- Born: 23 June 1891 Bendigo, Victoria
- Died: 19 December 1964 (aged 73) East Melbourne, Victoria
- Allegiance: Australia
- Branch: Australian Imperial Force
- Service years: 1914–1919
- Rank: Captain
- Unit: 7th Battalion (1915)
- Conflicts: First World War Gallipoli campaign Battle of Lone Pine; ; ;
- Awards: Knight Bachelor Companion of the Order of St Michael and St George
- Other work: National President, Returned Sailors' Soldiers' and Airmens' Imperial League of Australia (1919–46)

= Gilbert Dyett =

Australian soldier

Sir Gilbert Joseph Cullen Dyett, (23 June 1891 – 19 December 1964) was an Australian soldier, veterans' rights activist and National President of the Returned Sailors' Soldiers' and Airmens' Imperial League of Australia (RSSAILA; 1919–46), forerunner of the present Returned and Services League of Australia.

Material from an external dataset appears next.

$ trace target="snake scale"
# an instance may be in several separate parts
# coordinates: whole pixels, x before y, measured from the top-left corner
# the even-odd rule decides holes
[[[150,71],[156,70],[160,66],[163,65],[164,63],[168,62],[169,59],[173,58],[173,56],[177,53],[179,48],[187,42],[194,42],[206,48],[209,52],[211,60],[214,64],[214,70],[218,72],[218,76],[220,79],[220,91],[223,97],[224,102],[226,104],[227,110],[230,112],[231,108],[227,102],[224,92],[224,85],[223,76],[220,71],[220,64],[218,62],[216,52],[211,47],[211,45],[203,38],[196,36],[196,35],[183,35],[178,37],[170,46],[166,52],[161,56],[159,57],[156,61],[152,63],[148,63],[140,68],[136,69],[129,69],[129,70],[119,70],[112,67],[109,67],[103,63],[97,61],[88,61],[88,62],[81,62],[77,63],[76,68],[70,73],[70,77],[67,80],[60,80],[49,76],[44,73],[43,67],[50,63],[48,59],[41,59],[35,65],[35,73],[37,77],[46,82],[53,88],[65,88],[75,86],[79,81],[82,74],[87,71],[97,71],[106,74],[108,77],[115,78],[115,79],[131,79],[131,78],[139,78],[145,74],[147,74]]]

He was succeeded as National President of the RSSAILA by Eric Millhouse.

A First World War veteran of the Gallipoli campaign, Dyett also served as Dominion President of the British Empire Services League from 1921 to 1946, and was secretary of the Victorian Trotting and Racing Association for 30 years, from 1919 to 1949. He was appointed a Companion of the Order of St Michael and St George in 1927, and was made Knight Bachelor in 1934.

Dyett died in 1964, aged 73, following a long illness.

In 2003, a display on Dyett was created for the Eternity Hall at the National Museum of Australia. A collection of Dyett's memorabilia was unveiled in 2006 by Dyett's nephew at a dinner to celebrate the 90th anniversary of the founding of the Bendigo and District branch of the Returned Services League. The collection, normally housed in a vault, includes war medals and photographs, as well as Dyett's writings.